Edit Edit: Perhaps its an issue with langchain-ai
? See here
Edit Edit Edit: i ended up solving my problem and captured it as a new issue here: https://github.com/joaomdmoura/crewAI/issues/447
Crew Ai, in its current form is set to use OpenAi keys by default, no matter how you specify Ollama for Local LLM use. The codes showed on the Crew Ai github site and also on youtube do not work. I have spent hours configuring CrewAi to work with Ollama / Mistral as a local LLM. CrewAi will always show an error pointing to OpenAI as other users have pointed above. CrewAI simply does not work at present and leads me to doubt CrewAi as a product.
@staimaster it's because crew use by default the openAI embeddings , tho solve it you need to use another embedder
this comment show how to solve it , crew don't support ollama embeddings , but you can use other local embeddings like hugginface or gpt4all https://github.com/joaomdmoura/crewAI/issues/447#issuecomment-2063711293
edit: @staimaster . @madhudson , now the link works
@staimaster it's because crew use by default the openAI embeddings , tho solve it you need to use another embedder
this comment show how to solve it , crew don't support ollama embeddings , but you can use other local embeddings like hugginface or gpt4all https://github.com/joaomdmoura/crewAI/issues/447#issuecomment-2063711293
Ok thank you for the clarification, please repost the link for where I can use local embeddings like hugginface or gpt4all, as there is nothing on the link above
@staimaster it's because crew use by default the openAI embeddings , tho solve it you need to use another embedder this comment show how to solve it , crew don't support ollama embeddings , but you can use other local embeddings like hugginface or gpt4all https://github.com/joaomdmoura/crewAI/issues/447#issuecomment-2063711293
Ok thank you for the clarification, please repost the link for where I can use local embeddings like hugginface or gpt4all, as there is nothing on the link above
I'm trying to find the same
I'm having this same problem (Crew AI demands an API key for OpenAI even when configured strictly for local LLMs (ollama).
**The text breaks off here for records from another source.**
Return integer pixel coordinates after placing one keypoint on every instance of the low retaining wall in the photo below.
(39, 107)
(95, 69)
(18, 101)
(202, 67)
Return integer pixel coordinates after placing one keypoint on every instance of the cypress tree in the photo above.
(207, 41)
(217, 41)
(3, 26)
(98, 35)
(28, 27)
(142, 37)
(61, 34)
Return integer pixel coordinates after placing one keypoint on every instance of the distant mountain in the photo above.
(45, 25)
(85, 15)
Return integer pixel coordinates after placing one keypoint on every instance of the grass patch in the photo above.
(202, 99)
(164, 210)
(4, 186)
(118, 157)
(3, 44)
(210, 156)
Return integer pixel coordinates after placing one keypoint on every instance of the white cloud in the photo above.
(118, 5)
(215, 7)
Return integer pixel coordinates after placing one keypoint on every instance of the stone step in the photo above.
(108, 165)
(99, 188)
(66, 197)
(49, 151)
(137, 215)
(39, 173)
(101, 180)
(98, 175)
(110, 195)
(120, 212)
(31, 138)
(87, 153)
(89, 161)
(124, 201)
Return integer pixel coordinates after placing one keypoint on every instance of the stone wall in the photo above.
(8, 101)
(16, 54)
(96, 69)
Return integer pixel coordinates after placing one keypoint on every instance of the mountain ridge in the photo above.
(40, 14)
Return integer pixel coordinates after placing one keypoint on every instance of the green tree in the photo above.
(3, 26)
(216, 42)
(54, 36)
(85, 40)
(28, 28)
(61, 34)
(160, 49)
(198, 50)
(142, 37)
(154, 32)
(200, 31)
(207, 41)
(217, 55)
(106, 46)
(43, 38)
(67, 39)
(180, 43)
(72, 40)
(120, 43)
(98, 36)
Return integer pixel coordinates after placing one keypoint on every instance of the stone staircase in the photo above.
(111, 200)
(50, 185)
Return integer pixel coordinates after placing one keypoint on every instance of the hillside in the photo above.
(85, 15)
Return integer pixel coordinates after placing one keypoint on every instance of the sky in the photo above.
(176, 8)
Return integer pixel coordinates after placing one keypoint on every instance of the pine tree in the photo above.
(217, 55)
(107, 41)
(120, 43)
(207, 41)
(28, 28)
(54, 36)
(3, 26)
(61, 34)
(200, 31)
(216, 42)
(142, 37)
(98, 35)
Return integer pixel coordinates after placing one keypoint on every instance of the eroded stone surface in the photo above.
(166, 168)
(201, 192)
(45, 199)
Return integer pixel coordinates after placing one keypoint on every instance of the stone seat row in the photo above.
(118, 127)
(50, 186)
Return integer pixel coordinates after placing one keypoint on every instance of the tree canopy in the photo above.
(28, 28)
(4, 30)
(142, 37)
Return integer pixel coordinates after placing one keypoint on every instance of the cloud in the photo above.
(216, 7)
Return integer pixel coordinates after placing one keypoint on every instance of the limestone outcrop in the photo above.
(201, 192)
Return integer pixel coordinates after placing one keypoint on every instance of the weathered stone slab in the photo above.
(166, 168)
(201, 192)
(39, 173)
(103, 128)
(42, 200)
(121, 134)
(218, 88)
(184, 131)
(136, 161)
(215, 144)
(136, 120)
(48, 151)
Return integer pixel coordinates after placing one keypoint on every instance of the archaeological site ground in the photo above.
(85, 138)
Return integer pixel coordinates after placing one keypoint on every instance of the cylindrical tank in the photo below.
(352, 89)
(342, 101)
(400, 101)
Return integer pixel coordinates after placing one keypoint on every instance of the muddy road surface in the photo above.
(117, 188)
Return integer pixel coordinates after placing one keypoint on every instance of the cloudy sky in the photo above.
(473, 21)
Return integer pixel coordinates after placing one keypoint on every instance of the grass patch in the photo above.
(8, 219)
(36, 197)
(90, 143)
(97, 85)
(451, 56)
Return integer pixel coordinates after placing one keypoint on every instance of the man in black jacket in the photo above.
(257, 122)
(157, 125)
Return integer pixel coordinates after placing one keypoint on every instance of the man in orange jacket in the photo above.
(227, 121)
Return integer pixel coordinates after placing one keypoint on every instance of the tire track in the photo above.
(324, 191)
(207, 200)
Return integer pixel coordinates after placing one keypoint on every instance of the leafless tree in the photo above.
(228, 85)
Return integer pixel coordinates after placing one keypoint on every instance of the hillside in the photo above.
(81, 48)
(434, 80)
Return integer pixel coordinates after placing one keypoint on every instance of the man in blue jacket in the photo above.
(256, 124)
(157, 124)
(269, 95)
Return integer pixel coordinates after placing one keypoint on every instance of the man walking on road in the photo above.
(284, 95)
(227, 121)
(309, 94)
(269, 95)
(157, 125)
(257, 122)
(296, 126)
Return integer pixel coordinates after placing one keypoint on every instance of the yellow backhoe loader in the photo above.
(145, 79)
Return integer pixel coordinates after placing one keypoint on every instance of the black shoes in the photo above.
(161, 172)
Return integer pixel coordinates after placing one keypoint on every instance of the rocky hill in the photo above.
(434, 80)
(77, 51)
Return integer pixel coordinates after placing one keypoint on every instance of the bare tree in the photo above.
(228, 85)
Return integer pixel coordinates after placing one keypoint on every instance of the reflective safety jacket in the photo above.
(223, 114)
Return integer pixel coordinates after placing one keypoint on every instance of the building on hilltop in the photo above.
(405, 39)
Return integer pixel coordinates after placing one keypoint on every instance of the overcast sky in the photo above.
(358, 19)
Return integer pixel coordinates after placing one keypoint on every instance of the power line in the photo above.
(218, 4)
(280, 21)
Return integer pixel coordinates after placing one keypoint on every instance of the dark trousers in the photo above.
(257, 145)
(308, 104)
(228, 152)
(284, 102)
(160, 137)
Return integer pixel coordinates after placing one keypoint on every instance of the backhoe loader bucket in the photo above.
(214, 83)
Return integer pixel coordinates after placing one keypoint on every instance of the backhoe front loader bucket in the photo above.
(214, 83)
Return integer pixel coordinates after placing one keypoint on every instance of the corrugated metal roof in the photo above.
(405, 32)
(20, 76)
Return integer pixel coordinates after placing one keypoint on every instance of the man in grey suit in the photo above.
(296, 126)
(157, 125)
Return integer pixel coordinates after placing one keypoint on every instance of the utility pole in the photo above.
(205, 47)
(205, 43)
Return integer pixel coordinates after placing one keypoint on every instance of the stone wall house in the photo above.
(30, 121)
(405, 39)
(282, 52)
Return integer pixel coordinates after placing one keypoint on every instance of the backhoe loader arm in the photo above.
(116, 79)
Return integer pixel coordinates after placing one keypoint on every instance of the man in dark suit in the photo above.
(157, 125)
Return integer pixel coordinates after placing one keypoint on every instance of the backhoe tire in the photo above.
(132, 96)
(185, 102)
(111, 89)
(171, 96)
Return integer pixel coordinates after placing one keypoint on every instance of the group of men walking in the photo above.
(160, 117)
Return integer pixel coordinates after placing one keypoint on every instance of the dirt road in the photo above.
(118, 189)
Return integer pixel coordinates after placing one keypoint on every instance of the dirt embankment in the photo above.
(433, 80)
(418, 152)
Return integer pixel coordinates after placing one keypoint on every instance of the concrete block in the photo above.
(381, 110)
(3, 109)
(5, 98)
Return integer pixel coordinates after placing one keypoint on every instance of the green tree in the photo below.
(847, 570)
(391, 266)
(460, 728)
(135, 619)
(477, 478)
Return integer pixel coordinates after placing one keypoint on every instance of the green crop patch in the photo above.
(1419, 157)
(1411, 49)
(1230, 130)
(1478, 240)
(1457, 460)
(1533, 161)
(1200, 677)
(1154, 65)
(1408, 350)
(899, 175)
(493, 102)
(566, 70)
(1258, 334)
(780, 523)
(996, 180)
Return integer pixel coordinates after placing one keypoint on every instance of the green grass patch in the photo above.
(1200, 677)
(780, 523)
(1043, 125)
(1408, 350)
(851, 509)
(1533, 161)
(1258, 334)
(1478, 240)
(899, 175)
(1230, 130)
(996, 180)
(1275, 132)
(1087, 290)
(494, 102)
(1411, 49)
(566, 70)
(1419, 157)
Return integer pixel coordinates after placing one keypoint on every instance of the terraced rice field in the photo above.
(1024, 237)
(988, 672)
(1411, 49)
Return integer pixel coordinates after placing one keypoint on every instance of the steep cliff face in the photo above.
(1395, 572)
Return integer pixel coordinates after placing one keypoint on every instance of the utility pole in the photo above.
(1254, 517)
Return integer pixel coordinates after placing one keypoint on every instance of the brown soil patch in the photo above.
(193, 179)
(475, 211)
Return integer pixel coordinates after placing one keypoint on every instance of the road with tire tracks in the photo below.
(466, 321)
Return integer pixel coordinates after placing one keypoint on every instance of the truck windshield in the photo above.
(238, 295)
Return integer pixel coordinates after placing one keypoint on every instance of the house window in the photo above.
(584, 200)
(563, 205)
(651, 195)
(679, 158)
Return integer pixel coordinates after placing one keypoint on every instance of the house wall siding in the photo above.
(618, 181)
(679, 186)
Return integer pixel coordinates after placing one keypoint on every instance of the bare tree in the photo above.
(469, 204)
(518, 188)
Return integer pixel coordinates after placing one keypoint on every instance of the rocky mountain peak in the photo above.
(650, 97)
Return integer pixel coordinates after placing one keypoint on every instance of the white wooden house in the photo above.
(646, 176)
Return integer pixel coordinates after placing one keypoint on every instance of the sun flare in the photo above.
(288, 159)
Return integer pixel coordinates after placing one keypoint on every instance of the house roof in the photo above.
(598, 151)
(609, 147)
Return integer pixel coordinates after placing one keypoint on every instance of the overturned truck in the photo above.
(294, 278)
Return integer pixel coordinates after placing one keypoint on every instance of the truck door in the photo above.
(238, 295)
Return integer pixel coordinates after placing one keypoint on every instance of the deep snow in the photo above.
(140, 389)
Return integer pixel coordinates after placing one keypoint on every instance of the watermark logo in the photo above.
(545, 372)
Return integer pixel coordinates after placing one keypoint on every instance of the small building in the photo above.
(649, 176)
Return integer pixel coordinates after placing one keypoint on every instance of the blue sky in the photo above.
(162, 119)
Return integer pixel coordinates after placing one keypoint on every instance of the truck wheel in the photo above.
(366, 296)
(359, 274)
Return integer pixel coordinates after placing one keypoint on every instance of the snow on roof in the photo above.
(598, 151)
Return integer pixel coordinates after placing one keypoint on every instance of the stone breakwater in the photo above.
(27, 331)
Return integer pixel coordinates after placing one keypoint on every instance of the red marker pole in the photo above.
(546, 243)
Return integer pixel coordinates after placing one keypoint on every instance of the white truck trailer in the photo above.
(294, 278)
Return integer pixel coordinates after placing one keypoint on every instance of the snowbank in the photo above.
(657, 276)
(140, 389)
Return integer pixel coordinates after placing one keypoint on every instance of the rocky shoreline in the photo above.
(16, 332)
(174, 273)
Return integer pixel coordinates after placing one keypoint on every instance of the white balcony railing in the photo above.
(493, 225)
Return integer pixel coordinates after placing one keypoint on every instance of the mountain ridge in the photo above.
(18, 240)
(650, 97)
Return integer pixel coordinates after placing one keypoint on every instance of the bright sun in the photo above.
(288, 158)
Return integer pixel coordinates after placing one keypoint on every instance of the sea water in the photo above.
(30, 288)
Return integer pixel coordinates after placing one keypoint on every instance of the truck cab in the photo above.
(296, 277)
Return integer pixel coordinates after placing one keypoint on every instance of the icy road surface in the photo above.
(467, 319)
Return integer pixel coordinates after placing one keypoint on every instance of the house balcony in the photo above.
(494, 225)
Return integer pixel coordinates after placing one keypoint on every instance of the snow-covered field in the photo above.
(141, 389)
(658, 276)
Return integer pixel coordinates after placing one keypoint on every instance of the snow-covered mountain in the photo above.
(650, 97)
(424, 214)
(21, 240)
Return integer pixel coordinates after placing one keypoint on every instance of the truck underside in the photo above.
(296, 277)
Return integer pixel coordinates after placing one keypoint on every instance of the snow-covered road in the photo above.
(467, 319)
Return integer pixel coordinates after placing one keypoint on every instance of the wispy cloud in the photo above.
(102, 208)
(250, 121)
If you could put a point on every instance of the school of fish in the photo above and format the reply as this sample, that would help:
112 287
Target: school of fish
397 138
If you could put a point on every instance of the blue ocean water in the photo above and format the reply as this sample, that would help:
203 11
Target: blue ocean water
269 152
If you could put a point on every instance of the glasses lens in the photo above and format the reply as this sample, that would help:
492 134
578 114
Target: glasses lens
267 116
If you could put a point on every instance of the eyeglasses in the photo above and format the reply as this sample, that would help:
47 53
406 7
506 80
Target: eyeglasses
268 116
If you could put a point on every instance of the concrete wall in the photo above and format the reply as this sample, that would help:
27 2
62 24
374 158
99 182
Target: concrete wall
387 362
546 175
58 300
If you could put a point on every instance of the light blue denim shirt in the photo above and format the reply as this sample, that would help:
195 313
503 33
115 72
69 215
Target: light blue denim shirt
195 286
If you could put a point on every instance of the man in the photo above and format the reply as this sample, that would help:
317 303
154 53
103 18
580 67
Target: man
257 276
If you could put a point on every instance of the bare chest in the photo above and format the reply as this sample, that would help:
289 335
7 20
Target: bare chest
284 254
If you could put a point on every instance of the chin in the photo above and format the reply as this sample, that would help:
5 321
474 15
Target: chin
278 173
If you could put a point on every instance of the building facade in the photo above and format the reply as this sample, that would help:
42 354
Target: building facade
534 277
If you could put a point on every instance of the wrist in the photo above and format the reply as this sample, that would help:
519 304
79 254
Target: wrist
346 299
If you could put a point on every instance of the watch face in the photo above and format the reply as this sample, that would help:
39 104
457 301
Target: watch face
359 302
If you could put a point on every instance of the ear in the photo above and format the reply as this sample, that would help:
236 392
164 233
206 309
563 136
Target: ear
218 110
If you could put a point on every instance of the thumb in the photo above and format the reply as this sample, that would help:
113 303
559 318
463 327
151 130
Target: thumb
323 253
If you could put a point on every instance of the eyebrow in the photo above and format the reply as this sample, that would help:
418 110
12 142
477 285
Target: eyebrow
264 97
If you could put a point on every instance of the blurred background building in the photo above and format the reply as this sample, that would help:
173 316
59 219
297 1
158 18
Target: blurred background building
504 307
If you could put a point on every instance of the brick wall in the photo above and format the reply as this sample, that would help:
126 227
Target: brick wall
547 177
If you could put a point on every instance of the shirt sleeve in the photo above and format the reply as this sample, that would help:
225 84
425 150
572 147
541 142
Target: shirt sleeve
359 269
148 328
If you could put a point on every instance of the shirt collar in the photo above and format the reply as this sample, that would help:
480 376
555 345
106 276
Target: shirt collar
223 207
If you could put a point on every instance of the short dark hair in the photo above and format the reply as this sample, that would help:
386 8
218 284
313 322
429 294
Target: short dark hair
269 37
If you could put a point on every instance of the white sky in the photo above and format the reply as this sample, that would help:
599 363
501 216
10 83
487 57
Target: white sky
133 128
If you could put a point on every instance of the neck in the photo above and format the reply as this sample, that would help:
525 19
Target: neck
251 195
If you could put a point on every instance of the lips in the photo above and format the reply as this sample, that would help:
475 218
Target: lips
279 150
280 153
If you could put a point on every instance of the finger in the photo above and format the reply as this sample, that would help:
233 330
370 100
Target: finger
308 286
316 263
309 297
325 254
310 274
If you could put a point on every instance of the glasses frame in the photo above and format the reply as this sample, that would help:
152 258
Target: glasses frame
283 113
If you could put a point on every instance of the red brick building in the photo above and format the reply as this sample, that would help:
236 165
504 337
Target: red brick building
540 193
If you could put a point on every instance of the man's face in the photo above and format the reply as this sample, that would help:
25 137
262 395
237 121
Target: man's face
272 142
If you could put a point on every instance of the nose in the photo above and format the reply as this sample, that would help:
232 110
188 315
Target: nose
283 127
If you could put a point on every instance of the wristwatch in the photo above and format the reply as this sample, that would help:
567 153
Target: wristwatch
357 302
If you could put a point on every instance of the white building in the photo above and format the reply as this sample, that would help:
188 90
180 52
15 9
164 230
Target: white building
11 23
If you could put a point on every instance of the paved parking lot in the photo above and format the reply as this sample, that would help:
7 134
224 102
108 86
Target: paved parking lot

I have less than zero interest paying some amorphous, opaque business entity to handle my private data; it is exactly the thing I'm trying to get away from, across my use of the internet.
Please do us all a favor; either fix this, or stop promoting crew AI as interoperable with local LLMs. I literally bought hardware to run this configuration, after considerable research into the available opensource offerings, watching dozens of instructive videos on youtube, and reading your documentation.
My hardware is more than capable; your software simply fails to work as (extensively) advertised.
Added this in the examples issue https://github.com/joaomdmoura/crewAI-examples/issues/2 I tried the stock analsys example, and it looked like it was working until it needed an OPEN_API key.
Also It expects a key to be in the environment for open ai, I feel it should only look for a key when it is actually going to use it.